Hi everyone, last week was intense but productive. I’ve been down at Ree & Heckbo’s place, working on the engine. We had hoped to start integrating our branches, but my stuff still was not ready, so instead, we just kept working, making use of the collaboration advantages that being in the same room gives.
As there has been a bunch of stuff happening, I’m gonna spread it over a few posts.
Let’s start with something random: line-of-sight.
Line of sight checks came up in conversation in the community recently. The issue was that people have issues because one creature can block the line of sight to other creatures behind it. This is one of those things that sounds like it makes sense but just doesn’t feel right in-game. Any gaming using miniatures is always an approximation of the fantasy setting, and so sticking to it like it represented reality often doesn’t make sense.
Let’s take a concrete example. A giant is blocking the view to a goblin behind its leg. This sounds fine, but imagine the scene as it would play out in ‘real-life’. The giant would be towering above you, and as it walks, you catch glimpses of the goblin as it darts about trying to get a shot on your comrades. This fidelity is lost if we treat the table as ground truth.
Instead, it’s better to ignore iter-creature relationships when checking line-of-sight.
This poses a minor implementation issue that is worth exploring. Back in the alpha, we checked line-of-sight using collision rays. This worked, but it was inaccurate as you can only perform so many checks per frame. Back then, we checked less than 10 positions per creature, and both false positives and negatives were common. People rightly asked for a more accurate line of sight.
In response, we changed the approach to rendering the whole scene from the creature in question’s perspective. We rendered tiles and creatures into a cubemap using colors as IDs. We then used compute shaders to gather the results and report back what colors (and thus creatures) we visible. As you can see, this introduces the issue that any creature that is entirely obscured by another creature will be considered invisible.
To fix this limitation, we are going to need something new. The idea is to render the scene without creatures into the cubemap, then we will render all the creatures, but they will not write their depths (in-fact, we will probably discard all their fragments). This means that we should get a fragment shader call for every fragment in each creature that isn’t discarded by depth. We can then write the visibility info from the fragment shader into the result buffer, hopefully giving us the data we need.
This will also help fog-of-war, which uses the same visibility cubemap. (more on fog-of-war another day).
I’m gonna jump back into code now, more dev-logs coming when I take breaks!
Ree has been working full steam on the flying mechanic, and it’s looking pretty damn nice. You should get your hands on it very-soon™ if all goes well.
Work on assets has been going well too. We have some good stuff we hope to show there soon-ish also.

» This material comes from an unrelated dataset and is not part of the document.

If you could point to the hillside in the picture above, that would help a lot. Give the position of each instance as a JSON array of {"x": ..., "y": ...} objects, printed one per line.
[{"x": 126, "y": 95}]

Before the weekend, I tried to get more dice working. However, the D12 was spinning relentlessly, so I just put that down for a bit. I feel like we are past the big hurdles with that part of the physics integration, so it should be a case of just hunting down those issues.
I also started on porting the animated fire to the new system. This requires some relatively simple changes to the batcher but also means we need to recreate some scripts in spaghet. Here is the noodly goodness as it stands now.
This will definitely be cleaner when we support collapsing subgraphs into function-nodes, but it’s not too bad even now. We are sampling a few curves in order to:
- pick the active mesh
- rotate the object which holds the light
- adjust the light’s intensity
For the curious, this compiles down to a short sequence of operations.
I still need to switch from local time to global time and add a random-number node to add some timing variation between each fire instance. I believe I still need to do a little work to handle some cross-frame state, but this hopefully won’t throw any spanners in the works.
Tomorrow I’ll pick up where I left off and try to get this lot running in TaleSpire. Except for lights, which are their own can of worms.